I spent an afternoon hiking in Washington State’s Mount Baker National Forest recently. I am not as adventurous in the outdoors as I once was, so I made sure the trail would fit my fitness level. When I investigated, one of the selling points was that it was “Good for Kids”.
On the surface that may seem like a good deal. If kids can do it how hard can it be? Well let me tell you something, that detail is not only worthless, it is evilly deceptive. I want a metric for forty year old men with bad backs, whose biggest concern in life is where the stupid remote is for the cable box. ‘Good for kids’ tells me nothing because kids do not live in the same world as the rest of us.
I live in a world where gravity is real and falling down hurts. Kids bounce around like they are on the moon. They go out of their way finding excuses for crashing into each other, jumping from high places or leaping from moving vehicles. You can pick up a kid, toss them over your shoulder and walk. Good luck picking me up let alone the tossing or walking. I don’t know who would be more worried, me being picked up, or you picking me up, but I suspect only God would be able to tell the difference.
I was sucking all available oxygen around me into my burning lungs, shifting one shuddering leg ahead of the other, when two laughing children ran past me on the ‘Hill of Death”. Up the little urchins went chasing each other around the bend, moving out of sight. Moments later down they came again (I assume to check on their own old people) giggling to each other. Not finding a worthy 911 call below, they rushed past me again up, up and gone. Had I stick I would have tripped one of them. Perhaps not, if I had a stick I would have been leaning on it, too weary to even make the attempt.
What sustained me was the promise of a lake at the end of the trail. The dream of dipping my body under the cool blanket of a mountain lake motivated me to endure. Onward and upward, over the jagged rocks, around the hulking boulders and through the burning sun. When I got there and saw the majestic view of Lake 22 I thought to myself “Yes! This is worth the pain!” Walking down to the lake, stripping off my shoes and soaking socks, I was ready for some relief. But as I took my first step into the water I was met with a barrage of tangled submerged trees and other debris.
The fear of stepping on a sharp root and puncturing my foot, or slipping on a slimy rock and hearing the snap of an ankle breaking held me at bay. The cool water teased my calves while the rest of my body quivered in anticipated, but denied, satisfaction. Ahead of me, past the natural barriers, the two children from the trail were splashing each other blissfully unaware of my glaring eyes. Once again ‘Good for Kids’ reared its evil head and belly laughed at me. I can only assume they flitted over the entanglements until reaching deep water. I don’t do much flitting and I pull more draft than the average ten year old, so the lake quenching was just not going to happen.
I don’t know where the needs of the kids became the driving force in society, but times have changed. I grew up where bicycle helmets were unheard of and today a kid could get pulled over by Officer Friendly for leaving theirs in the garage. I was taught not to speak unless spoken to, never interrupt an adult and for the love of God turn that music down. Today to get a kid to shut up you have to shove a hamburger in their face, and who can tell how loud the music is under their headsets?

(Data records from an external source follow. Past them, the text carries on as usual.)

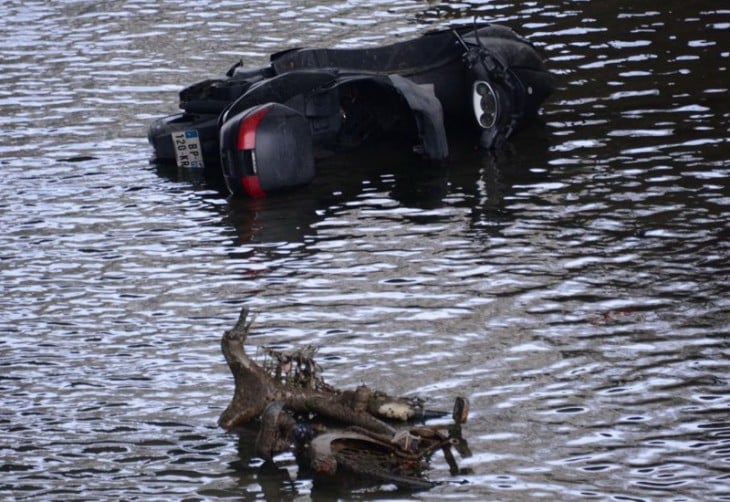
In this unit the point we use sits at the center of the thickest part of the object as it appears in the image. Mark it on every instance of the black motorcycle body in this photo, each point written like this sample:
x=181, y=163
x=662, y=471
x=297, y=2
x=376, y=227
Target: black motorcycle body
x=265, y=127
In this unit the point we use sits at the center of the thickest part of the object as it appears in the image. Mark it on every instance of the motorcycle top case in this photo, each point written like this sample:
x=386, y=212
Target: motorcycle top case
x=266, y=148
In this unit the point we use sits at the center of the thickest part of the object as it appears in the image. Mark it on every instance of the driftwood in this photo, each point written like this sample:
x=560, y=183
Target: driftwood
x=352, y=430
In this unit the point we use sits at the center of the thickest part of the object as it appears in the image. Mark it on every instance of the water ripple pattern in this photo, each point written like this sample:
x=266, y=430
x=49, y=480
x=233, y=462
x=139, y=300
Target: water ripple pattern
x=575, y=287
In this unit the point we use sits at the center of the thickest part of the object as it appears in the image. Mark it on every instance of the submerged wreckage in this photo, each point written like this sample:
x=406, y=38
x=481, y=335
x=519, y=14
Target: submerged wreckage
x=264, y=127
x=334, y=434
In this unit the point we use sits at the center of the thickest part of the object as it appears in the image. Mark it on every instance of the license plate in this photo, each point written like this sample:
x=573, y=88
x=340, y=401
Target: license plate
x=188, y=153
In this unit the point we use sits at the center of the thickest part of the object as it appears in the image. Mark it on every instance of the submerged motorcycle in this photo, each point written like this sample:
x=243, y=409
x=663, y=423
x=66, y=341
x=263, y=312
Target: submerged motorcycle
x=265, y=127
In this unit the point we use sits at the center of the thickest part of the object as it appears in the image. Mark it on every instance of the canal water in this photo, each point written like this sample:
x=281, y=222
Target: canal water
x=575, y=287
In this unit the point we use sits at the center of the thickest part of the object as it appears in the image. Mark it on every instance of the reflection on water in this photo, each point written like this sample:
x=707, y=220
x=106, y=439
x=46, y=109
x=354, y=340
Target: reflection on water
x=575, y=287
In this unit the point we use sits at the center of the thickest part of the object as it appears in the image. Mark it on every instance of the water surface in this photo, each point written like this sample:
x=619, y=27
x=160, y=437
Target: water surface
x=574, y=287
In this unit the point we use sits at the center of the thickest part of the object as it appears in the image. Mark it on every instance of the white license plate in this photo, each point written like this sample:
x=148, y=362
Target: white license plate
x=188, y=153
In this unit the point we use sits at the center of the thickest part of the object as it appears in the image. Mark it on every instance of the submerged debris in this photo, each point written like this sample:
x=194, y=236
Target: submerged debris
x=361, y=433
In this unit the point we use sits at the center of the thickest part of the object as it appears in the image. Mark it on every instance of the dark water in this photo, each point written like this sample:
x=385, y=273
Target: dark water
x=576, y=288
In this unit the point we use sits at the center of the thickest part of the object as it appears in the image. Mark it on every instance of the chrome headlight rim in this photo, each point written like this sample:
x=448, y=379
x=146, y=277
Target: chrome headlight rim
x=485, y=104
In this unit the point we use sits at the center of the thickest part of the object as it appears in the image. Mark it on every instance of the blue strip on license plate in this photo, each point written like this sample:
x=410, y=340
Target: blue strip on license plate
x=188, y=153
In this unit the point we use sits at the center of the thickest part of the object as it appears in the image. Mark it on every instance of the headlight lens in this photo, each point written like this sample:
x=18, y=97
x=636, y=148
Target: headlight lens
x=485, y=104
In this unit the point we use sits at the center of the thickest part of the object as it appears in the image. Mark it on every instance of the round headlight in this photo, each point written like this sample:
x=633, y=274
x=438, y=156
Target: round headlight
x=485, y=104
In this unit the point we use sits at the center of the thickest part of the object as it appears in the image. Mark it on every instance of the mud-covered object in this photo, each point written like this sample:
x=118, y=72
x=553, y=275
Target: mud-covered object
x=416, y=91
x=336, y=435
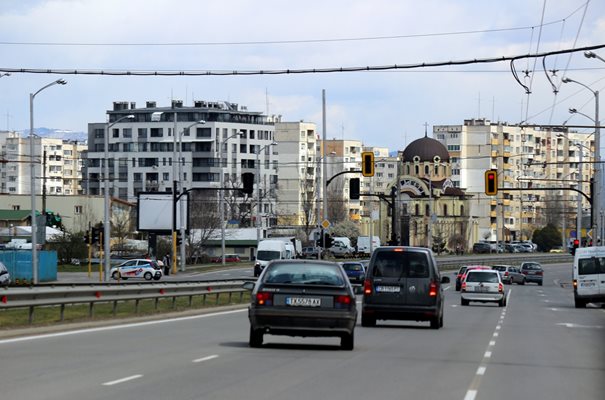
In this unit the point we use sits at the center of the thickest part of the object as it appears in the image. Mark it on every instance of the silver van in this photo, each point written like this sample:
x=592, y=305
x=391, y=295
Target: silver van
x=403, y=283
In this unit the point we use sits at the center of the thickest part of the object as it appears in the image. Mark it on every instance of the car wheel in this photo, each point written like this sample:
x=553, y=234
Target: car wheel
x=347, y=342
x=256, y=337
x=367, y=321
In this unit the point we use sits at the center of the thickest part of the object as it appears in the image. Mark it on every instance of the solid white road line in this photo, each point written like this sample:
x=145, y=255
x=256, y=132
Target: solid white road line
x=114, y=327
x=128, y=378
x=206, y=358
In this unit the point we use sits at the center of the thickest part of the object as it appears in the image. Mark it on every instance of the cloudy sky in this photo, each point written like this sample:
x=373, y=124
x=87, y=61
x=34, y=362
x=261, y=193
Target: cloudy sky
x=386, y=108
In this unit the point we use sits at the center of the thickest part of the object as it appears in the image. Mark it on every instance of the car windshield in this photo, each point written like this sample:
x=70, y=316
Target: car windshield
x=352, y=267
x=478, y=276
x=304, y=274
x=267, y=255
x=591, y=266
x=401, y=264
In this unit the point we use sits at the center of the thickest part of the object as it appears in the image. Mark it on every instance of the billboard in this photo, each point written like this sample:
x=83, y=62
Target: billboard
x=155, y=212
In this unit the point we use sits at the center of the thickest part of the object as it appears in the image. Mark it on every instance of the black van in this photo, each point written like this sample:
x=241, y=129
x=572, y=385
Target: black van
x=403, y=283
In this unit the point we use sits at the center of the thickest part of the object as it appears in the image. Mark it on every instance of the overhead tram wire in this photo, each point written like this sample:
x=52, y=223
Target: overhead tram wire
x=293, y=71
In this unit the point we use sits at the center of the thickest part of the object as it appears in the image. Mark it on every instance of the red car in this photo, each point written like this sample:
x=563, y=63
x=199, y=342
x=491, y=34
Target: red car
x=228, y=258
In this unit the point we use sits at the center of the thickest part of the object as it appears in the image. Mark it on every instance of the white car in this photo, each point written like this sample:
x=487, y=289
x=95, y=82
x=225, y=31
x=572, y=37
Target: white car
x=4, y=275
x=483, y=286
x=137, y=268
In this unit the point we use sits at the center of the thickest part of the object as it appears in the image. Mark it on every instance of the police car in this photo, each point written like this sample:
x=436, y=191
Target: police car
x=137, y=268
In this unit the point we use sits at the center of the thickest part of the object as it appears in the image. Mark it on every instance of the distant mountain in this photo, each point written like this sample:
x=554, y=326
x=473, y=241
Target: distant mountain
x=58, y=134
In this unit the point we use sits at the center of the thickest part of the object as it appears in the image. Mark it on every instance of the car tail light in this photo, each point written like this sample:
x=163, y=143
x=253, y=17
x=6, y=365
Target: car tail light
x=264, y=299
x=367, y=287
x=343, y=301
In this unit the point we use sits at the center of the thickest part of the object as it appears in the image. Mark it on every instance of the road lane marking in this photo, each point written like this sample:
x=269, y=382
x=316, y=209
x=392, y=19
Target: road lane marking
x=114, y=327
x=128, y=378
x=208, y=358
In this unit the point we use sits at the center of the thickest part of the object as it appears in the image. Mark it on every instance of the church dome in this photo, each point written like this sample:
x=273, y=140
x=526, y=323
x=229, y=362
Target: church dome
x=426, y=149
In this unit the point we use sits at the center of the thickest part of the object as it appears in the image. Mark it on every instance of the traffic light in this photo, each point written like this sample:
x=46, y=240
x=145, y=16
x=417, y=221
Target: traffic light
x=354, y=188
x=248, y=180
x=576, y=244
x=491, y=182
x=367, y=163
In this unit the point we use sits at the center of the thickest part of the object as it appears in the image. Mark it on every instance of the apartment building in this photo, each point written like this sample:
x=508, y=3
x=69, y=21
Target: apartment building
x=57, y=162
x=528, y=160
x=299, y=174
x=209, y=139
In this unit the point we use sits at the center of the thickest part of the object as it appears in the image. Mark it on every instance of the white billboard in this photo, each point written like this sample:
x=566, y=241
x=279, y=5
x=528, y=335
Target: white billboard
x=155, y=211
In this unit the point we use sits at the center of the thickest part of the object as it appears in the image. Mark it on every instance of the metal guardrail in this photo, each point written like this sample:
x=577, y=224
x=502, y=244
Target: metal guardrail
x=46, y=296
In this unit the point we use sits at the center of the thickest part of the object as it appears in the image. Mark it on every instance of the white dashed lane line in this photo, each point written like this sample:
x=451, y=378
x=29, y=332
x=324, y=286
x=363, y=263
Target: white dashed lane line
x=128, y=378
x=208, y=358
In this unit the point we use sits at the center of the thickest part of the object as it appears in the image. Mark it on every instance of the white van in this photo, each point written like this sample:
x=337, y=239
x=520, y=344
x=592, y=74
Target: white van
x=272, y=249
x=363, y=244
x=589, y=276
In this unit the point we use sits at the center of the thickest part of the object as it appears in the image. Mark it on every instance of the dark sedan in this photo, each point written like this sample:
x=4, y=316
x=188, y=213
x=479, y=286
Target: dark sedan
x=302, y=298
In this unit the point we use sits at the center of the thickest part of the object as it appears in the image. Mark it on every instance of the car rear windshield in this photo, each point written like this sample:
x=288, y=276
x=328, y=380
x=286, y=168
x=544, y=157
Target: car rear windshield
x=478, y=276
x=304, y=274
x=352, y=267
x=591, y=266
x=401, y=264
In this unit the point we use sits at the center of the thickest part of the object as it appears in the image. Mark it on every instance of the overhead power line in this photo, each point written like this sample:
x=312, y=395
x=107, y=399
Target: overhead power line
x=113, y=72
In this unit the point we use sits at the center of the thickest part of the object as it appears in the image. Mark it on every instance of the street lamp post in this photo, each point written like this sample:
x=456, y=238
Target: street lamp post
x=596, y=195
x=181, y=204
x=106, y=224
x=258, y=205
x=222, y=196
x=32, y=166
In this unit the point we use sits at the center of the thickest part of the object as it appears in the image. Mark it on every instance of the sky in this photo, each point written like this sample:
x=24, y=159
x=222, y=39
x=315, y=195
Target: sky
x=380, y=108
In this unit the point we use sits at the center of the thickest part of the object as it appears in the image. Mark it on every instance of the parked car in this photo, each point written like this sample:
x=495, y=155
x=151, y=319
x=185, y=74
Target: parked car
x=310, y=252
x=403, y=283
x=482, y=247
x=228, y=258
x=462, y=273
x=137, y=268
x=302, y=298
x=510, y=274
x=4, y=275
x=482, y=286
x=533, y=272
x=355, y=271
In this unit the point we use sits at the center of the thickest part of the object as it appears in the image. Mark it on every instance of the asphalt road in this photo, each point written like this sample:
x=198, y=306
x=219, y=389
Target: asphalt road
x=537, y=347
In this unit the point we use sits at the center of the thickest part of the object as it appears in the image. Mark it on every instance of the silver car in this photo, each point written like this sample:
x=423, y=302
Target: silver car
x=4, y=275
x=483, y=286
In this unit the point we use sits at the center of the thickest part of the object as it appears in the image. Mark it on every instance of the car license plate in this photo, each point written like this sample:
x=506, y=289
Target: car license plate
x=303, y=301
x=388, y=289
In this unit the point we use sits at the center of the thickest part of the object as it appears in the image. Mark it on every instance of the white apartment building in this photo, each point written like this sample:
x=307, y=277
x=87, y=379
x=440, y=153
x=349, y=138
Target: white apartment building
x=299, y=174
x=529, y=159
x=217, y=138
x=58, y=165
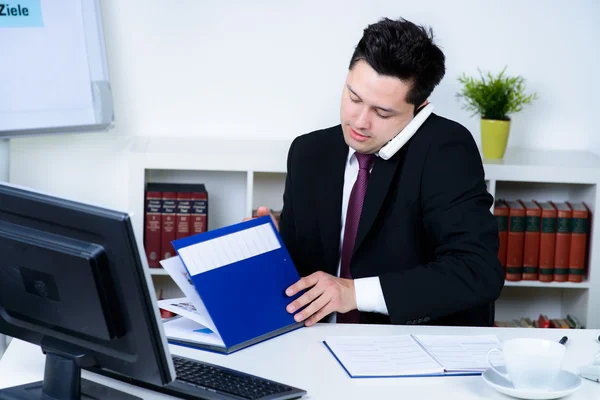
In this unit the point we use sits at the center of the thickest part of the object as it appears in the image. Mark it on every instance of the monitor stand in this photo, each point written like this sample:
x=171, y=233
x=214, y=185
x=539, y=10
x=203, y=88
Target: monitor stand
x=62, y=378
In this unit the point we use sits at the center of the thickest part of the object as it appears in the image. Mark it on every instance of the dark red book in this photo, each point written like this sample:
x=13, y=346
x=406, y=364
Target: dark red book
x=579, y=238
x=199, y=209
x=169, y=213
x=501, y=214
x=152, y=227
x=547, y=242
x=516, y=241
x=183, y=220
x=531, y=247
x=563, y=241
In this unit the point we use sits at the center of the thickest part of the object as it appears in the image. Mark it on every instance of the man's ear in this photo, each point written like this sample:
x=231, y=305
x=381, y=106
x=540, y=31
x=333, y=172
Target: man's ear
x=417, y=109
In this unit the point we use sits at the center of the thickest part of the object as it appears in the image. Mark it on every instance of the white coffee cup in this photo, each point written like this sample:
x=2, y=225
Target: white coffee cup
x=532, y=364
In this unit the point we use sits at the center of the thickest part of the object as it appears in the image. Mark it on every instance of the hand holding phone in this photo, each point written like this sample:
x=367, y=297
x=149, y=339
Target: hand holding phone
x=395, y=144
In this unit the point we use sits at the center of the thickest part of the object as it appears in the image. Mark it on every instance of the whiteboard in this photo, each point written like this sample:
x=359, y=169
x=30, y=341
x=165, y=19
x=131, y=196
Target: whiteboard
x=54, y=70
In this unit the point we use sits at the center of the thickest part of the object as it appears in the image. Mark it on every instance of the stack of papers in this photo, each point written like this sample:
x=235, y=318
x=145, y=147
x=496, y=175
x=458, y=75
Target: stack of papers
x=413, y=355
x=234, y=281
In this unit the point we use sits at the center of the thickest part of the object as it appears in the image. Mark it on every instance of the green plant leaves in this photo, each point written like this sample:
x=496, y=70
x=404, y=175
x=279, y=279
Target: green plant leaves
x=494, y=97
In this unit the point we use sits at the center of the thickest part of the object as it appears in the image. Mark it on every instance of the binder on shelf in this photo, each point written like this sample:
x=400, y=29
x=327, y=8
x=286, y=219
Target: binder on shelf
x=234, y=279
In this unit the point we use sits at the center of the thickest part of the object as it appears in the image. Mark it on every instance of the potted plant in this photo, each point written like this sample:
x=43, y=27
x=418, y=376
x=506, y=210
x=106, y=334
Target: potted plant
x=494, y=98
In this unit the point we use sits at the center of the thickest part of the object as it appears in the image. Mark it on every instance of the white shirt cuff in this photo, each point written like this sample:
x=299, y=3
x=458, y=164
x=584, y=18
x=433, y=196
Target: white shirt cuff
x=369, y=296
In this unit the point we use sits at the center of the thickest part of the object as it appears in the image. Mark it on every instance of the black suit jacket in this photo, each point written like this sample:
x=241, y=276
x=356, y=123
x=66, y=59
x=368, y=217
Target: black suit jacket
x=426, y=229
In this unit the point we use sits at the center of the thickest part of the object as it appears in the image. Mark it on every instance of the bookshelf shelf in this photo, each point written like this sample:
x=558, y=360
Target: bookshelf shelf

I have become my father, whose pastimes seemed to be turning down the volume on the television, breaking down social barriers on flatulence, and telling other people to leave him alone. The difference is that in Dad’s prime, the world was built for adults. Today it is built for kids albeit sanitized and risk free. My son and his three friends are all around 10 years old, not one of them has a Band-Aid on their knee and they all have some aversion to dirt. It makes me doubt their durability to keep the train going when I have long since stopped caring, but one thing is for sure; the Lake 22 trail is good for them any day of the year.